Pages must preserve best features as they evolve.

By Goudreau, Rosemary
Publication: The Masthead
Date: Saturday, March 22 2008

There's no place quite like the editorial page.

What other medium provides such a well-rounded forum for public discussion?

Talk radio is about outrage, about making the lines light up, not about helping a community connect through a common gathering spot. Internet forums offer

a quick gut-check, but their culture of anonymity breeds an ugliness and ignorance that turns many people off. And local television--well, it left commentary behind decades ago for fear that half its viewers would turn the channel.

A great editorial page, on the other hand, stands up for its values, its community, and its citizens. It helps people make sense of things. As Michael Gartner said in his book, Outrage, Passion & Uncommon Sense, it gives people a common yardstick for measuring a community's evolution.

The best call out injustice, hold people accountable, and pat people on the back. They get passionate about things, laugh at life's hiccups, and create an experience that makes readers want to turn there first, like eating dessert before the main course.

Editorial boards are stocked with smart, reflective people who take the time to look a little closer and think things through.
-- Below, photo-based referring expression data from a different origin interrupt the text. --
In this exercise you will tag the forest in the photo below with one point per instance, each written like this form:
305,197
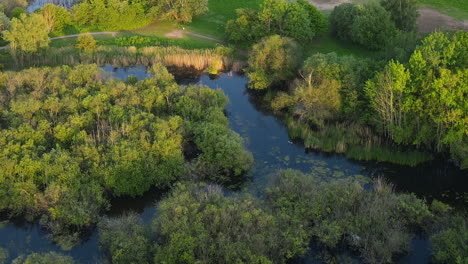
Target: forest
359,81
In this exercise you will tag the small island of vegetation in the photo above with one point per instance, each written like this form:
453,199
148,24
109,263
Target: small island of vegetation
358,79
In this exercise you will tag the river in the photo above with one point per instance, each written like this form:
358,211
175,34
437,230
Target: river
267,138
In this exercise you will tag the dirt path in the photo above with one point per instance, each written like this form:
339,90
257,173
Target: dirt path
174,34
431,19
428,21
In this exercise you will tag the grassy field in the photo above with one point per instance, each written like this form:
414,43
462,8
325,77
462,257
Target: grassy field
220,11
455,8
150,36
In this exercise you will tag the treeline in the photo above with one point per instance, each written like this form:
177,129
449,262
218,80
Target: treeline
354,106
71,138
198,223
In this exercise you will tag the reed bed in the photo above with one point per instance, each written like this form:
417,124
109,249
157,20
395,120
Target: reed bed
212,60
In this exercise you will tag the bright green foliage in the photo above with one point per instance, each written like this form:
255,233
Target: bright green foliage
68,136
426,103
223,153
375,222
56,17
3,255
28,34
4,22
404,13
182,10
125,240
101,15
298,20
273,59
198,224
86,43
44,258
17,12
329,87
368,25
451,242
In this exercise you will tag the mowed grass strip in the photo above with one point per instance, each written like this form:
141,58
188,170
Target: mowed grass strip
457,9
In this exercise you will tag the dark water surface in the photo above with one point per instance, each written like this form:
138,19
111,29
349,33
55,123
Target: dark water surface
267,138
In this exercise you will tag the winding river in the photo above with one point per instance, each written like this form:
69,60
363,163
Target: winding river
267,138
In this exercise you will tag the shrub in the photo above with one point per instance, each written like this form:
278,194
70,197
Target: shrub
368,25
86,43
273,59
44,258
451,242
125,239
198,224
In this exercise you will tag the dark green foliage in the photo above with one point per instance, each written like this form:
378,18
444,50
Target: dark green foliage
68,136
198,224
450,242
368,25
376,222
125,240
44,258
298,20
273,59
17,11
425,103
181,10
404,13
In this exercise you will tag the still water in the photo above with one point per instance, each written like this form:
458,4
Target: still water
267,138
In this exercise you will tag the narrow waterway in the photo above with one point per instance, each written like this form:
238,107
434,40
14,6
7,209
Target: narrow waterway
267,138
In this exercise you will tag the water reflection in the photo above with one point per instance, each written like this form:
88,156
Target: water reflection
267,138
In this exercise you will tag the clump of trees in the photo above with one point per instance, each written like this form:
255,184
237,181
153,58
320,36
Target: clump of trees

At our most-recent national convention, Missouri Senator Claire McCaskill lamented that the only time she expects a deep policy discussion is when she visits an editorial board.

And for those who question the impact of editorial endorsements, consider how Senator John Edwards' campaign soared after his 2004 endorsement by The Des Moines Register; or how former Governor Mitt Romney's popularity fell after the Concord Monitor called him a phony. If newspaper endorsements didn't matter, why would presidential candidates find the time to visit those of us in early primary states?

Yet our profession is in peril. John Oppedahl, former publisher of the San Francisco Chronicle and The Arizona Republic, told our membership last year that we had three years to prove our value to publishers. Otherwise our days are numbered.

Like newsrooms everywhere, editorial boards have seen staffing erode. In Tampa we've lost two positions. The Chicago SunTimes recently laid off three. Tough choices lie ahead everywhere.

What keeps me awake at night is the vulnerability editorial boards face in this digital world. Our readers are loyal, but aging. To remain relevant, we must increase our appeal and meet the demands of an ever-changing audience.

Let's be honest. While newsrooms have been awash in change efforts for decades, editorial boards have been slow to evolve.

Until now.

Consider the opening-day "boot camp" at our October convention in Kansas City. The topic: video editorials.

At the same convention, we announced a national initiative to engineer a muscular future for opinion journalism. We are exploring ideas for online features and new tools of engagement.

Remember, it means something for readers to have a letter published in the paper. People keep those letters for years--on their refrigerators or in their scrapbooks. Properly stoked and creatively developed, this relationship will transcend print on paper.

It discourages me to hear editorialists say they simply hope their jobs survive until they retire. As a profession, we must grab hold and make our future together. We owe this debt to the generations behind us, to our communities, and to our democracy.

The man who won the Tribune's Letter of the Year two years ago, an airman at Tampa's MacDill Air Force Base, expressed the public value of the editorial page while accepting his award. He told the story of going through the drive-thru at Chick-fil-A and having some anonymous customer inside buy his dinner. He wanted to thank the community for supporting the troops. So he wrote a letter to the editor.

There's no place like our pages. We are the place to be seen and heard on issues affecting our community.

We are a public trust that needs to be protected and preserved.